Internships are an amazing opportunity to further your career, and I know they have helped me out tremendously. They give you real-world experience that only increases your chance of finding a job. Nowadays, employers look at more than just grades. They are just one factor in letting the recruiters get to know you and your work ethic, but they also assess you on other factors, such as having demonstrable experience. I’ve had two internships this semester. One is for Young Harris College, and another is for a local business, which I found out about on the College’s job boards. Both of these internships have something to do with copywriting, which is a career I’m considering that entails writing for marketing or advertising.

As a prospective copywriter, I need a portfolio. A couple online job postings I have seen do accept school papers, but most do not. They want to see that I can write copy. Yes, there are similarities between arguing a point in an academic paper and convincing someone in an ad, but there are also differences. Employers want evidence that I know those differences and can adapt my writing style accordingly. For example, professors love it when you outline the position that you are disagreeing with it, but in copywriting it would be confusing and potentially make the ad ineffective. I can demonstrate I know that with my portfolio.

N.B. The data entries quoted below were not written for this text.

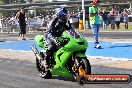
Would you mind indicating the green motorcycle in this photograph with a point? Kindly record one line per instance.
(69, 60)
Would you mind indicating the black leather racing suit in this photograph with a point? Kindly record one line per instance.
(55, 29)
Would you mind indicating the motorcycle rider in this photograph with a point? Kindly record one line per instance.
(56, 27)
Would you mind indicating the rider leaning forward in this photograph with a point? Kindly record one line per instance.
(95, 21)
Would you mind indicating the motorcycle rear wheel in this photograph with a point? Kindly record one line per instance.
(41, 70)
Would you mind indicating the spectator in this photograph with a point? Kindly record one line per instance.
(22, 18)
(112, 18)
(117, 19)
(105, 19)
(95, 21)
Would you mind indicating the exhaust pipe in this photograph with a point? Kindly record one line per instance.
(39, 57)
(36, 52)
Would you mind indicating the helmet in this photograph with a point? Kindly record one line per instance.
(62, 14)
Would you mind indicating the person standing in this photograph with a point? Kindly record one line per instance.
(95, 21)
(105, 19)
(126, 19)
(22, 18)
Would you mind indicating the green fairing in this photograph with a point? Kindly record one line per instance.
(64, 53)
(39, 40)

One of the major benefits of my Young Harris internship is having a collection of press releases I’ve written. I’m also going to add the entries from this blog. For the internship with the local company, I’ve written blogs and even a print ad. Both are going into my portfolio. If that’s not a benefit, I don’t know what is.

An advantage that goes along with that benefit is not only learning how to adapt to writing copy, but also writing copy for different clients. My two internships could not be more different. The purpose of this blog is to introduce you to Young Harris, to what the College can do for its students, and what students are doing. It is supposed to be a window into a student’s life. The blog for my other internship is the exact opposite. In that blog, I routinely direct people to links that sell the product. Does this mean my two internships contradict? I don’t think so. It means I have further learned how to adapt my writing skills to fit the voices of different people. This skill is invaluable to copywriters.

If I decide that copywriting is not the path for me, these opportunities were still well worth it. Recruiters want people with work experience, and now I have that. Many of the skills I’ve obtained can be applied to other career fields. I mentioned considering going to into real estate in my last blog. The skills are still applicable. Instead of convincing someone through the written word like a copywriter, I would do so through the spoken word.

These internships have been nothing but an advantage for me, and YHC has plenty of them. I encourage any incoming students to start the process of finding work experience early, and the Office of Mentor and Career Leadership is a great place to start.